I’ve started making sample singles of fibre to help me plan what to do with it. The top row of cards in the photo are all fibre from Freyalyn on Etsy. The first card is a bit of superwash merino that she sent as a sample – it spins up nicely but feels a bit fleecey compared to the other two, which are the fibres I bought. The green (colourway ‘caribbean’) is for a gift, and the purple (colourway ‘wisteria’) for me. Both of the samples are spindle-spun two ply, in varying thicknesses from about laceweight to about DK. I’ve started spinning the green on the wheel – it will probably be about DK or worsted when it’s done and plied (I can go thinner on a spindle than I can on the wheel, for some reason. I suppose practice will help). I might even think about navajo plying this, because the greens are all quite close so it won’t end up very stripy if I do.
I’m less sure about the purple. It might not be visible in the pic, but it’s purple and green and pink. It probably wants to be two ply to blend and merge the colours the way I like, but I’m not sure about thickness. I love the thinner bits of the sample, so I’m thinking about spinning it on a spindle to get it thinner (and because I’d like to have both a wheel and a spindle project on the go at once), but then I don’t know what I’d knit with it when done. As alluded to in the previous post, I need to work out what the point of spinning is (for me) and resign myself to it. If I’m spinning for product, I should not begin until I know what I’m planning to make. If I’m spinning for process, I should stop beating myself up about what I’m going to knit, and just enjoy the spinning. And of course there’s always spinning for gifts, which means I’m spinning for a point, but someone else gets the problem joy of deciding what to knit with the stuff when it’s done
In related news, Ravelry has allowed me to tentatively identify my wheel as an Ashford Traditional. To celebrate this discovery, I decided to buy an Ashford spinners’ maintenance kit, which contains wheel oil and various bits and pieces to replace things that might break or get lost, some of which have indeed broken or got lost (and been fudged one way or another). This decision created a problem, though. Buying such a small thing is not cost-effective where postage charges are concerned, so clearly I needed to buy some other things to make it worthwhile.

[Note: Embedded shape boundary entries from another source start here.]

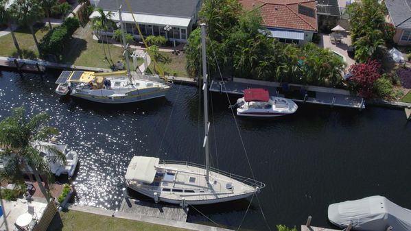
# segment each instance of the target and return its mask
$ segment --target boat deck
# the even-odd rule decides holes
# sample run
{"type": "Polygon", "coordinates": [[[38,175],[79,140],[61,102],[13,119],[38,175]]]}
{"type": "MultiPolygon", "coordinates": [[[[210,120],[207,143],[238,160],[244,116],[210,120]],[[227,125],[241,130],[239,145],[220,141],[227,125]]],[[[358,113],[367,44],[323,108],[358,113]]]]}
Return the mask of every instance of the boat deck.
{"type": "Polygon", "coordinates": [[[183,208],[161,203],[154,204],[133,199],[123,199],[119,211],[185,222],[189,208],[183,208]]]}

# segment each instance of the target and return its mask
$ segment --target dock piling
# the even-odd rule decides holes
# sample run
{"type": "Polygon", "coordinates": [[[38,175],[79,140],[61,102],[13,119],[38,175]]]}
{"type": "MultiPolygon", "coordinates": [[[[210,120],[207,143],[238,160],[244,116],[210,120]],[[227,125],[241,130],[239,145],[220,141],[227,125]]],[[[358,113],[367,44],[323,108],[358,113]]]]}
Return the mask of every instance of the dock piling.
{"type": "Polygon", "coordinates": [[[312,216],[308,216],[308,219],[307,219],[307,223],[305,223],[305,226],[310,227],[311,226],[311,220],[312,219],[312,216]]]}
{"type": "Polygon", "coordinates": [[[157,193],[154,193],[154,202],[156,204],[158,203],[158,194],[157,193]]]}
{"type": "Polygon", "coordinates": [[[352,227],[353,227],[353,223],[350,222],[350,223],[348,224],[348,226],[347,226],[347,228],[344,228],[344,230],[350,231],[351,230],[352,227]]]}

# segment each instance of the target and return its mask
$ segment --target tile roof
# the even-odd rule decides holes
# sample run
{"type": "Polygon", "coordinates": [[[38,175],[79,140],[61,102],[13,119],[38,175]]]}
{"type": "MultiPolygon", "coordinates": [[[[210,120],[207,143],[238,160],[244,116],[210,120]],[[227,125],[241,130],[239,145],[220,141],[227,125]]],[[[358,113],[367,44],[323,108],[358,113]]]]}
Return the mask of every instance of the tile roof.
{"type": "MultiPolygon", "coordinates": [[[[134,13],[191,17],[197,10],[200,0],[132,0],[129,1],[134,13]]],[[[122,5],[123,12],[128,12],[126,0],[99,0],[98,8],[117,11],[122,5]]]]}
{"type": "Polygon", "coordinates": [[[259,8],[263,18],[263,25],[317,32],[316,2],[314,0],[239,0],[248,10],[259,8]],[[311,17],[298,12],[298,5],[312,9],[311,17]]]}
{"type": "Polygon", "coordinates": [[[395,27],[411,29],[411,0],[386,0],[385,3],[395,27]]]}

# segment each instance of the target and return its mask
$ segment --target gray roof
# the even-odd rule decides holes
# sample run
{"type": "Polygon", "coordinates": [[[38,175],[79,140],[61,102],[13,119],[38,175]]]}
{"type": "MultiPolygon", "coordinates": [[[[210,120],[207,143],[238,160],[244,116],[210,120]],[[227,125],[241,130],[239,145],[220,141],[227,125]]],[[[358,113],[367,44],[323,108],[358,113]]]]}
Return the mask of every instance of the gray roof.
{"type": "MultiPolygon", "coordinates": [[[[196,10],[199,1],[129,0],[129,2],[134,13],[191,18],[196,10]]],[[[130,12],[126,0],[100,0],[97,8],[105,10],[117,11],[120,5],[122,5],[123,12],[130,12]]]]}
{"type": "Polygon", "coordinates": [[[385,3],[395,27],[411,29],[411,0],[386,0],[385,3]]]}

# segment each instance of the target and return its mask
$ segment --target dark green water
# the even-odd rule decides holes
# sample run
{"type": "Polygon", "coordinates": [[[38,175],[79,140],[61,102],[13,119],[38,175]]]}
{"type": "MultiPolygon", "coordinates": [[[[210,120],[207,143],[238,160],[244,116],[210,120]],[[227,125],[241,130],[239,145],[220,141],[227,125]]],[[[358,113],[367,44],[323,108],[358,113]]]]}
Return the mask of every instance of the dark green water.
{"type": "MultiPolygon", "coordinates": [[[[134,155],[204,162],[196,88],[176,84],[165,99],[109,106],[56,95],[58,74],[2,71],[0,119],[20,106],[30,115],[51,116],[59,140],[80,154],[76,203],[119,208],[123,177],[134,155]]],[[[251,176],[226,99],[213,94],[212,100],[213,165],[251,176]]],[[[267,185],[258,199],[272,230],[279,223],[299,227],[309,215],[313,226],[331,227],[329,204],[370,195],[411,208],[411,123],[403,111],[300,104],[287,117],[237,119],[255,178],[267,185]]],[[[250,199],[196,208],[236,229],[250,199]]],[[[193,208],[188,221],[211,223],[193,208]]],[[[242,228],[268,230],[256,197],[242,228]]]]}

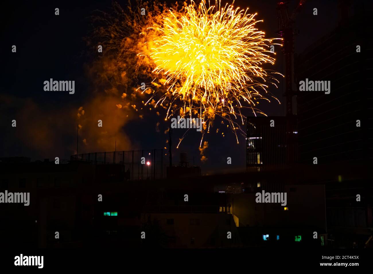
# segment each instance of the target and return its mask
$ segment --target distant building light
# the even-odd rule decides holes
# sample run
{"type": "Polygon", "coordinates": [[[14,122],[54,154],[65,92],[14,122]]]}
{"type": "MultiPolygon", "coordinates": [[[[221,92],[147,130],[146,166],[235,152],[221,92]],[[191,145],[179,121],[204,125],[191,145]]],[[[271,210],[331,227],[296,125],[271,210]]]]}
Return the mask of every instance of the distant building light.
{"type": "Polygon", "coordinates": [[[117,211],[113,212],[104,212],[104,216],[118,216],[118,212],[117,211]]]}

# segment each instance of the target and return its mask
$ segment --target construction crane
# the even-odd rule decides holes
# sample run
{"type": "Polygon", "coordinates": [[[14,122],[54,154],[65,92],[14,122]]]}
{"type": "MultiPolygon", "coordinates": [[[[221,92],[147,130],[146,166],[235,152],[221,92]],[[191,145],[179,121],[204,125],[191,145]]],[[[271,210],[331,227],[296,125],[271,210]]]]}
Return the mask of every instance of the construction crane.
{"type": "Polygon", "coordinates": [[[305,0],[300,0],[291,15],[289,16],[288,4],[289,1],[277,3],[278,12],[278,29],[276,32],[283,39],[282,52],[285,56],[285,92],[286,97],[286,116],[287,117],[286,147],[287,160],[291,163],[295,161],[297,157],[296,118],[293,114],[293,97],[296,92],[293,90],[292,54],[294,53],[294,33],[293,28],[295,17],[304,5],[305,0]]]}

I’ve been thinking for a while that I’d like a/some spinning book(s) to add to my knitting books, and I’ve been wandering around Ravelry and Amazon looking at reviews and trying to choose the ones I think likely to suit me best.
Fibrecrafts, the purveyor of my spinning maintenance kit, have a pretty decent selection of craft books, so this seemed like the ideal thing to do. The problem came when I decided to start comparing prices with Amazon. Two of the three books I was considering were significantly cheaper on Amazon. But the third one wasn’t, and was enough to make the Fibrecrafts delivery charge sensible. While I was there I allowed myself a very quick look at their fibre. Their wool is solid colour, so I knew I wasn’t currently interested in that, but I’ve been wanting to try spinning dyed ‘silk hankies’ since reading the article on Knitty about them (which may even have been what made me want to try spinning in the first place). Silk is expensive, but two tiny little 10g bags of silk not so much It’s crazy stuff to handle, however. It snags on everything. I’m aware that my hands are probably not the smoothest ever, but this stuff was snagging on my skin. All I’ve done with it so far is extract one gossamer sheet of the stuff and start predrafting it into roving, which is not as easy as the literature had led me to believe. It’s pretty, anyway.